CONCEPÇÕES DE ESTUDANTES DO CURSO DE PEDAGOGIA

Considerações Introdutórias

Entre os inúmeros desafios que nos acompanham como professores formadores

encontram-se questões relativas à Orientação de Estágio e às possibilidades de

conseguirmos promover a integração entre as disciplinas com a prática e com os

conhecimentos dos professores profissionais.

Está explícito, nas Diretrizes Curriculares Nacionais para a Formação de

Professores da Educação Básica, que a articulação entre o Estágio Supervisionado com

os demais componentes do curso deve estar prevista num projeto de estágio que conte

com todos os envolvidos, para que seja possível ampliar sua caracterização política,

epistemológica e profissional, uma vez que, sendo atividade teórico-prática, envolve a

totalidade das ações do currículo do curso.

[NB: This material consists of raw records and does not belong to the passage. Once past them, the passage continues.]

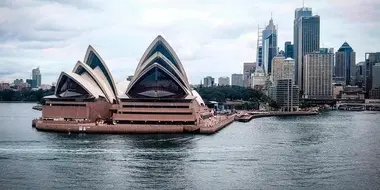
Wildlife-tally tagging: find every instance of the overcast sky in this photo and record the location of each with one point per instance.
(211, 37)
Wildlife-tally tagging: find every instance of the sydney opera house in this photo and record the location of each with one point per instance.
(157, 99)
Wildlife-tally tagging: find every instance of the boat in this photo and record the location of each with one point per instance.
(37, 107)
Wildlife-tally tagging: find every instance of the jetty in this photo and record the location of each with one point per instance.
(248, 116)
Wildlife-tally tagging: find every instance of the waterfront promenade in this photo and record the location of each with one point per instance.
(204, 126)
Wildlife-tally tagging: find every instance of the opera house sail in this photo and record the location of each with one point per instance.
(157, 99)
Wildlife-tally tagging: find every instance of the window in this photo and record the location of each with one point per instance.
(68, 88)
(156, 84)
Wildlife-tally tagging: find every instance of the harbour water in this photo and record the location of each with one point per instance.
(333, 150)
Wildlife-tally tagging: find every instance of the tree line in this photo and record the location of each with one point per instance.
(25, 95)
(223, 93)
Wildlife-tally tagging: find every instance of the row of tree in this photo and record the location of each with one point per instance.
(26, 95)
(223, 93)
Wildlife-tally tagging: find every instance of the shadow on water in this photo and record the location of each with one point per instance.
(147, 161)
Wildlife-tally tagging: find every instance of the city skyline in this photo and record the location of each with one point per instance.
(30, 40)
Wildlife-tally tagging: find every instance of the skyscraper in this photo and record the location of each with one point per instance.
(345, 64)
(318, 75)
(224, 81)
(269, 46)
(360, 74)
(237, 80)
(248, 69)
(370, 60)
(208, 81)
(36, 76)
(289, 50)
(306, 38)
(277, 68)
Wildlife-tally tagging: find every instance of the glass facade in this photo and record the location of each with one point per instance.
(68, 88)
(160, 47)
(163, 63)
(93, 61)
(156, 84)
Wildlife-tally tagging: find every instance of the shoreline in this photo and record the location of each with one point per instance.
(207, 127)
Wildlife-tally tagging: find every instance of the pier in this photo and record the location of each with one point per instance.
(248, 116)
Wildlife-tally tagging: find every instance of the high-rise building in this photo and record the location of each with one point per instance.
(289, 50)
(287, 94)
(248, 69)
(360, 74)
(36, 76)
(237, 79)
(283, 68)
(32, 83)
(18, 81)
(129, 78)
(376, 76)
(306, 38)
(269, 46)
(318, 75)
(370, 60)
(223, 81)
(345, 64)
(277, 68)
(208, 81)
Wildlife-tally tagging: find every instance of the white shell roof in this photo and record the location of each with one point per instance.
(85, 83)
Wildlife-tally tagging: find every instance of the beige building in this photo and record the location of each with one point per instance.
(248, 69)
(223, 81)
(283, 68)
(318, 75)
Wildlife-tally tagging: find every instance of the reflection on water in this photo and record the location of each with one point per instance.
(332, 150)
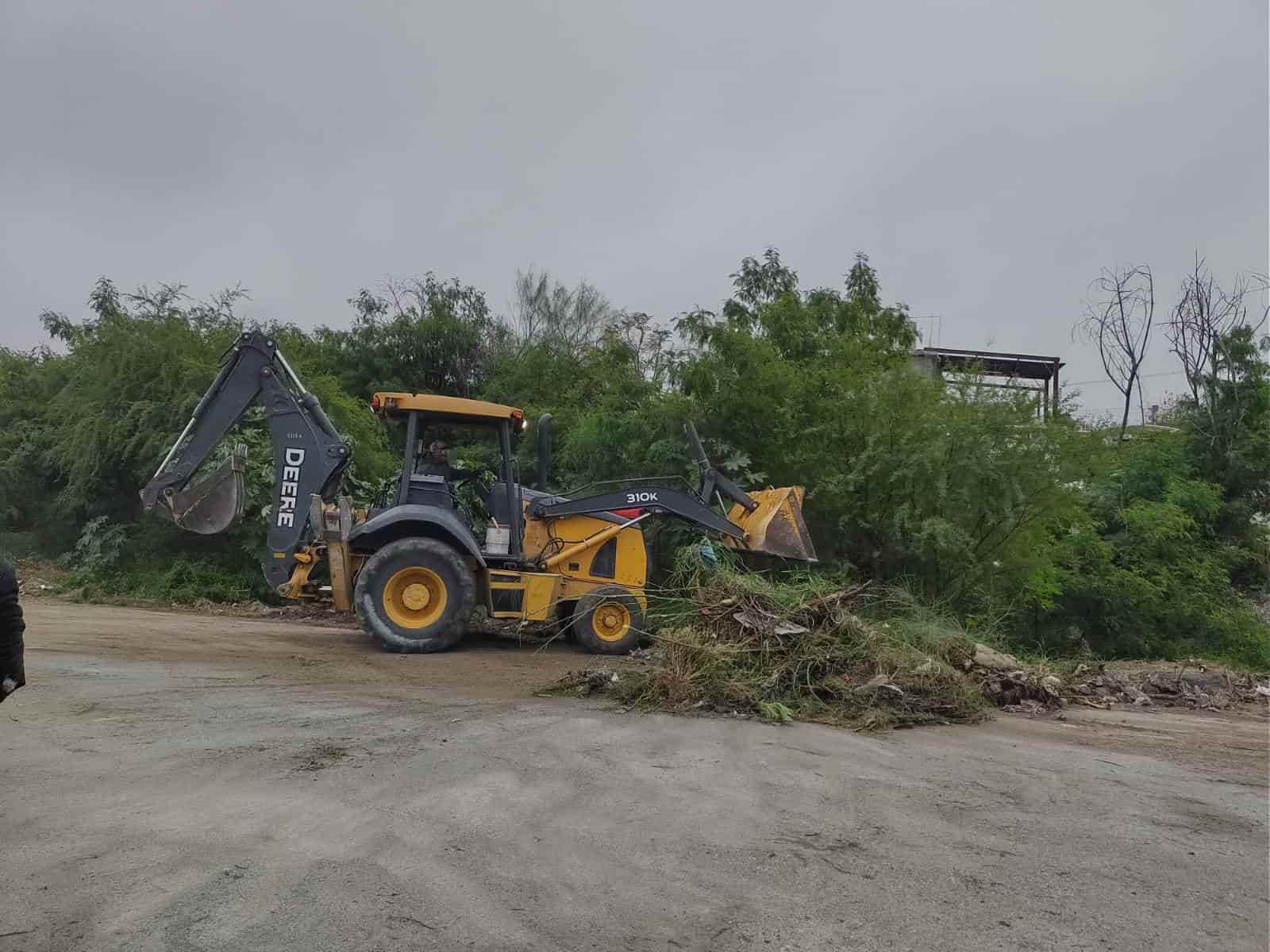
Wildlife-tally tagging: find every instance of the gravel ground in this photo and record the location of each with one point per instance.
(192, 782)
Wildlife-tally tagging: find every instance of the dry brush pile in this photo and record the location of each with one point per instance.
(798, 649)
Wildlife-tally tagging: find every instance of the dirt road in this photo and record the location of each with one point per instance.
(186, 782)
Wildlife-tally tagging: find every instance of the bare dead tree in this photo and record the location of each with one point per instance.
(546, 310)
(1203, 314)
(1118, 319)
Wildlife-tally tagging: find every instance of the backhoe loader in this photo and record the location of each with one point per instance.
(414, 569)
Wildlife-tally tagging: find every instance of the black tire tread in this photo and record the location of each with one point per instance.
(433, 554)
(587, 606)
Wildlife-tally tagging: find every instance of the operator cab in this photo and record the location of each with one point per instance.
(435, 425)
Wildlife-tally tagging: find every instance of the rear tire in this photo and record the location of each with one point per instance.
(609, 621)
(416, 596)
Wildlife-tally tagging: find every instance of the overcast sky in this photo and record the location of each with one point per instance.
(988, 156)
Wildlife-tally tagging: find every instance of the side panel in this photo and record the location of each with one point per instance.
(404, 520)
(524, 596)
(591, 568)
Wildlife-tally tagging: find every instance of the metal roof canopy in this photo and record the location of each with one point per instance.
(995, 363)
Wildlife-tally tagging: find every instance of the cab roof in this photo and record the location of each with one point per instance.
(451, 408)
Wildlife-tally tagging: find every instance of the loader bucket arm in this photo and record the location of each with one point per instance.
(309, 455)
(768, 520)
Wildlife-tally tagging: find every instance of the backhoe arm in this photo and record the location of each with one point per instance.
(309, 455)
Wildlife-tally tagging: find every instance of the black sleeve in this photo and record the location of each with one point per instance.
(10, 624)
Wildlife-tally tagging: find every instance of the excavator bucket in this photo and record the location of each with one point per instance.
(775, 526)
(215, 503)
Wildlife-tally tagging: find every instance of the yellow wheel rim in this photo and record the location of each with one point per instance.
(611, 621)
(416, 598)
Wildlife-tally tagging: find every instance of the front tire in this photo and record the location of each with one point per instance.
(416, 596)
(609, 621)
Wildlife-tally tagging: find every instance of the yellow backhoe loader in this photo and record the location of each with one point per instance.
(414, 570)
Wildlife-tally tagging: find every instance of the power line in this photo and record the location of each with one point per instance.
(1141, 376)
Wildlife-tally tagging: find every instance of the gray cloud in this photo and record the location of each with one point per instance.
(988, 156)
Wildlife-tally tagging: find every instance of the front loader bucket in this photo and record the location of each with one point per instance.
(215, 503)
(775, 527)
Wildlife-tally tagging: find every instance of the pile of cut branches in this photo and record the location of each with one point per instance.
(798, 649)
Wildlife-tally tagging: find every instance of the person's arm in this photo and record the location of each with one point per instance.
(12, 672)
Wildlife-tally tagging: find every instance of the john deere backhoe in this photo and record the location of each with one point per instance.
(414, 569)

Desse modo, o planejamento dos cursos de

formação deve contemplar situações didáticas em que os futuros professores tenham a

oportunidade de mobilizar conhecimentos de diferentes naturezas e oriundos de

diferentes experiências.

Neste sentido, o conhecimento e a interpretação da realidade existente devem

constituir o ponto de partida dos cursos de formação (inicial e contínua), uma vez que

trata de dar instrumentos aos futuros professores para sua atuação profissional. Esse

movimento teórico-prático é favorecido quando a disciplina Estágio Supervisionado I –

Educação Infantil envolve todas as disciplinas do curso de formação de professores.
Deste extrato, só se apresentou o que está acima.